Opinion editor's note: Editorials represent the opinions of the Star Tribune Editorial Board, which operates independently from the newsroom.


Two years into the COVID-19 pandemic, there's a yearning for regular times that's understandable and unstoppable. That reality, however, requires doing more to minimize COVID's spread than the strategies employed so far at 2022's high-profile events.

Case in point: the recent return of the White House Correspondents' Association Dinner, which was held not long after a previous gathering of Washington, D.C., insiders turned into a COVID superspreader event.

Due to the virus, the correspondents' dinner went on hiatus in 2020 and 2021. Event organizers brought it back this spring. About 2,600 "journalists, celebrities, and political figures" gathered in an indoor ballroom on April 30.

They chose to do so, as Trevor Noah, a comedian and featured speaker, noted that night, despite knowing that many prominent people had become ill with COVID after attending the Gridiron dinner earlier last month.

At least 70 Gridiron attendees became ill. Among them: U.S. House Speaker Nancy Pelosi and U.S. Attorney General Merrick Garland.

The correspondents' dinner organizers chose to go ahead. Not surprisingly, there's now a growing list of attendees who have tested positive for COVID, including journalists reporting for CNN, NBC, CBS, Politico and the Washington Post.

Thankfully, President Joe Biden, who spoke at the dinner, has not become ill. But a key member of his cabinet did: Secretary of State Antony Blinken.

To their credit, the correspondents' dinner organizers required proof of vaccination and a "same-day negative test." But the mounting tally of illnesses illustrates the need to strategize beyond that — something that organizers of graduation ceremonies and other significant springtime events should note.

The correspondents' dinner was held inside. At this point in the pandemic, everyone should understand the inherent COVID risk. The size of this event may have precluded an outdoor venue, which would have been far preferable.

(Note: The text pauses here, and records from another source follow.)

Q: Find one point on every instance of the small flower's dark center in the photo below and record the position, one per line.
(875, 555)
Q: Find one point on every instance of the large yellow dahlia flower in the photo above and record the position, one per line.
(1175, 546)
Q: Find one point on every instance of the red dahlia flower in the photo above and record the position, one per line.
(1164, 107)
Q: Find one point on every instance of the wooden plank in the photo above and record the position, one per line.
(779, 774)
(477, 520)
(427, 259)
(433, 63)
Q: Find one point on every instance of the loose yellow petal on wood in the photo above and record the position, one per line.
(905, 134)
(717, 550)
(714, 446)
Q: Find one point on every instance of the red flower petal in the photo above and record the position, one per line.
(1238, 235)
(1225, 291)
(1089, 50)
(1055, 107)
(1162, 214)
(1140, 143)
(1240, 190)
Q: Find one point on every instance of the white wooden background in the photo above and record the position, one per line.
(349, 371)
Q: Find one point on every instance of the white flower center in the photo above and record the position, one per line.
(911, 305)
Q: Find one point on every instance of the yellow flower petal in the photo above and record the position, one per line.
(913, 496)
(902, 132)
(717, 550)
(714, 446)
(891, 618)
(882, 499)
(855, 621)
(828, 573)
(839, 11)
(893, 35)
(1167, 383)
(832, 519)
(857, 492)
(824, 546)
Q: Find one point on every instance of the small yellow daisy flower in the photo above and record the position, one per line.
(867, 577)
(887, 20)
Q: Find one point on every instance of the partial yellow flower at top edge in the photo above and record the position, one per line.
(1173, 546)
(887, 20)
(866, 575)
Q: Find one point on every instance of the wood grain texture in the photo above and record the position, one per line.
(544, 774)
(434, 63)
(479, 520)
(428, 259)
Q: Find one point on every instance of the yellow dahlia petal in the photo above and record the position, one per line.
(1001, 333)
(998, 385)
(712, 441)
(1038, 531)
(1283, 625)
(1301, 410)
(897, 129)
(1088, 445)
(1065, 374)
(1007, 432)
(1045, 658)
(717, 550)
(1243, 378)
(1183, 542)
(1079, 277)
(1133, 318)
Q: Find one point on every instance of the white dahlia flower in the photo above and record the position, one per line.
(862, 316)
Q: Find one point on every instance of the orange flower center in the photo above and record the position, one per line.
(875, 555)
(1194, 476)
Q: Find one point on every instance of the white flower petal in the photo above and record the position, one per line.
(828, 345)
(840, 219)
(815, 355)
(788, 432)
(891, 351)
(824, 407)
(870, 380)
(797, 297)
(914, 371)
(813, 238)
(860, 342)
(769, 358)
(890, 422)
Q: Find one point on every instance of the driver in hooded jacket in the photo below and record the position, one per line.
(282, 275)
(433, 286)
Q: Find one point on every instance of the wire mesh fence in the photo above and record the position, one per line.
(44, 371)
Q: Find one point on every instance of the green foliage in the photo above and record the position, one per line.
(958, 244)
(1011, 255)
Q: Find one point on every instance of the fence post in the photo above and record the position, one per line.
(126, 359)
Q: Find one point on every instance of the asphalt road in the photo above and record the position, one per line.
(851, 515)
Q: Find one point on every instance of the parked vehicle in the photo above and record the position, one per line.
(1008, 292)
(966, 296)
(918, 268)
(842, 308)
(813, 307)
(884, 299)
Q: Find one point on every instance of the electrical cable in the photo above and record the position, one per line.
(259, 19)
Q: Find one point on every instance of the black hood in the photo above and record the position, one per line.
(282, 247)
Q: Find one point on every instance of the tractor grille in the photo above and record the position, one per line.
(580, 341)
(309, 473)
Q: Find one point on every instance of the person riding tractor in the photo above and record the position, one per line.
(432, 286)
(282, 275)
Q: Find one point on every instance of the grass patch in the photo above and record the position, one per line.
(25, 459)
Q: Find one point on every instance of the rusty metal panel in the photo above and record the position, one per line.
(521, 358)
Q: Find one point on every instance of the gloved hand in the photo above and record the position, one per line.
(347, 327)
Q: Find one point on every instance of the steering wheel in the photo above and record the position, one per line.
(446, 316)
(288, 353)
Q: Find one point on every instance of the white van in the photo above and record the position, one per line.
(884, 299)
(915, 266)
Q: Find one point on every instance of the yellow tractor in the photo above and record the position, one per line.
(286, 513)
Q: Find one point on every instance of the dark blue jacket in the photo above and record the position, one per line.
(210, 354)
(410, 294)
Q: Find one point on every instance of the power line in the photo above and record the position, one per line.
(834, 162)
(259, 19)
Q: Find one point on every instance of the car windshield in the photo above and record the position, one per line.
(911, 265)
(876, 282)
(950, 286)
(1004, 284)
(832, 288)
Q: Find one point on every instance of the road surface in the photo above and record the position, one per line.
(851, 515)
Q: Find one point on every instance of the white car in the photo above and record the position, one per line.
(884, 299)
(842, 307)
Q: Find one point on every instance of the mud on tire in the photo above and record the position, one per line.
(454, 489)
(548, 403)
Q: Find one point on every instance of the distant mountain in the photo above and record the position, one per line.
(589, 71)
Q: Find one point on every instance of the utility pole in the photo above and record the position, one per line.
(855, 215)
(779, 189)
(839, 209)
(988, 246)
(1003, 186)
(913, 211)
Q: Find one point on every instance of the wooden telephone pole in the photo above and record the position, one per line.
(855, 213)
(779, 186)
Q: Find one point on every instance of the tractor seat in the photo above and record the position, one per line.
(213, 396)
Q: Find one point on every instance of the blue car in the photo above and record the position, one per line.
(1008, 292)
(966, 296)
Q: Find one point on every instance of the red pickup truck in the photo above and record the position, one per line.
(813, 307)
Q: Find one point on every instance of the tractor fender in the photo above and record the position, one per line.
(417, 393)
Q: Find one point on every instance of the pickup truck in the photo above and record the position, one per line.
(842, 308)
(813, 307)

But if indoors is the only option, rising COVID cases and hospitalizations strongly suggest that masks should be required for the time being.

Other innovative approaches: shortening events to limit COVID's spread, ensuring that venues have updated air filtration capabilities to clean circulating air and installing unique ultraviolet lights to disinfect the air further. The correspondents' dinner organizers regrettably declined an offer to install such lighting at no charge.

A transition back to pre-pandemic life is well underway. Innovation and smart strategies are crucial to minimizing COVID's risks along the way.